Sunday I decided to hike up Chief Joseph Mountain. To get there, you must ford at BC Creek. Sometimes this creek is a harmless murmur, easy to skip across. Other times it roars with snowmelt, raging down the mountain in malevolent white froth. In the winter it is a lumpy blanket of unstable ice with water trickling over the surface. Most of the time it is uncrossable.
I hoped to cross BC Ford because I had been turned back before. I crossed it once in fall, when the aspens glowed a luminescent yellow. I wanted to get higher up the mountain, to see it in winter.
Once I approached the ford, however, I could see that it would be a challenge. A smooth cape of ice covered the stream. Still, I thought I might be able to make it. I ventured out carefully. The other side was so close--if I could just get up my nerve and take those last few steps.
In the end I gave up, scampering to safety. I was alone and the ice was moody, shifting under my feet. It was hard to turn around.
As I hiked down I thought about letting go, both in wilderness and in life. For months I have been swimming for shore after a relationship suddenly capsized. A part of me wanted to stay out there, to keep trying, even after it was obvious that there would be no safe crossing. It's always hard to turn your back on something, whether it is love or a river. You remember the time you could cross, and you want it to be that way again.

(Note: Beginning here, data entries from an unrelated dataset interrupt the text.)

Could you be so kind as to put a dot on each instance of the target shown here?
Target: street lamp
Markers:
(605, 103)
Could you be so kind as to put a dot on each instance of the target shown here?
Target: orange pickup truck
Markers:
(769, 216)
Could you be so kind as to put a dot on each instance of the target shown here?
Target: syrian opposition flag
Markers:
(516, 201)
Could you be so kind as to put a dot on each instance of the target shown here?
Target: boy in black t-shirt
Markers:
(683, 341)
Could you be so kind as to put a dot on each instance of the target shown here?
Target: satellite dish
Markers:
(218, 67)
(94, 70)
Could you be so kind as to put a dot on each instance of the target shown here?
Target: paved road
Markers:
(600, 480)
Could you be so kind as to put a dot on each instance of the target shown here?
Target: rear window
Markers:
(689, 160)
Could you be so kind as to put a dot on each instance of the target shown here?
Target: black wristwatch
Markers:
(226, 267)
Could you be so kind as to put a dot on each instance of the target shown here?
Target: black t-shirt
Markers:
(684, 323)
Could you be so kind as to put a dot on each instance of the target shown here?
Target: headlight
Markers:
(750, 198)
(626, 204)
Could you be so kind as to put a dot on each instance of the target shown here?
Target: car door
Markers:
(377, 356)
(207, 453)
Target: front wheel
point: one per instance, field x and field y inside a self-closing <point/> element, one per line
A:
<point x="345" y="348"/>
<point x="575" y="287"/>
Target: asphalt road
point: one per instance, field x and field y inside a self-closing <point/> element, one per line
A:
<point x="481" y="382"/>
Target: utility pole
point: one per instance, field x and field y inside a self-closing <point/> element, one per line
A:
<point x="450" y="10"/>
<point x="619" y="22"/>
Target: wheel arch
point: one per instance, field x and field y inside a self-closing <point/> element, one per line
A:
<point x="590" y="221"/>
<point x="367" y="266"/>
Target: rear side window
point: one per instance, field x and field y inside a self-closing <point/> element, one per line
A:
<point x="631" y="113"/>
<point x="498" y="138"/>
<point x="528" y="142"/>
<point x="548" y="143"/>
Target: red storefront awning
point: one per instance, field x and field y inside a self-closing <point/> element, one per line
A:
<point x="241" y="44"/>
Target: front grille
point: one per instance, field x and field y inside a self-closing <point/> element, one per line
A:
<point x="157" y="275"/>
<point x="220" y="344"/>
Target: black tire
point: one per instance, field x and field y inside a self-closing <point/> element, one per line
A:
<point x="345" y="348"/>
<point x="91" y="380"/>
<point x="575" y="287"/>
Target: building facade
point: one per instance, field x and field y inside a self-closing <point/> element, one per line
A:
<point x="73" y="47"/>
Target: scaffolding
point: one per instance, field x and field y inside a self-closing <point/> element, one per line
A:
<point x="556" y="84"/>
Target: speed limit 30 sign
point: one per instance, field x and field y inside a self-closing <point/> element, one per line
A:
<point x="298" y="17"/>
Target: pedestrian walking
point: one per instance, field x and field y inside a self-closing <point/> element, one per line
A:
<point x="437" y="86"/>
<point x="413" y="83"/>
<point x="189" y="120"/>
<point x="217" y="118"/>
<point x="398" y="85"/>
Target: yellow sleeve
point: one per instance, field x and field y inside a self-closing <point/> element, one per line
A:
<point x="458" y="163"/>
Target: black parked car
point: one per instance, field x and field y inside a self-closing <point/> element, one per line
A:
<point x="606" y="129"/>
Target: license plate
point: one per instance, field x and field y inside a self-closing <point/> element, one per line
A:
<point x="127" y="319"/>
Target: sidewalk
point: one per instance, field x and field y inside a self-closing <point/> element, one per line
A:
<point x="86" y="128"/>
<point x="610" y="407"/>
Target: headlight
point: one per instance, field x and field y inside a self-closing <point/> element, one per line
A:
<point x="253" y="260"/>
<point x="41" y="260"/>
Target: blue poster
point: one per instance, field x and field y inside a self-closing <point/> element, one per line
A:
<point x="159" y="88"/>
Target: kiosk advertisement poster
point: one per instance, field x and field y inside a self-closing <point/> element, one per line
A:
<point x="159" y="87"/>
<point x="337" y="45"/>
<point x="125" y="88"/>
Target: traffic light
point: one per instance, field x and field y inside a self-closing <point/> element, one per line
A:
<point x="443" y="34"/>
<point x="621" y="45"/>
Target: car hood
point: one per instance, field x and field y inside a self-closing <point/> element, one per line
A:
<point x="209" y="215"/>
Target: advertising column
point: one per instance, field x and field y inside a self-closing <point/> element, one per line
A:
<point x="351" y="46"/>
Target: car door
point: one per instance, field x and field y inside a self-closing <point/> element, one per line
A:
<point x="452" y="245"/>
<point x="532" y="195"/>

But it never can be. Someday I will make it across BC Ford again and hike to the top of the mountain. It won't be the same as it was last time. The sun won't fall in the same way on the trees. The river might be a little higher, the trail harder to follow. It won't be the same. What is important is learning to appreciate the times you can cross, and letting go of the times you can't. It is a lesson I continue to learn.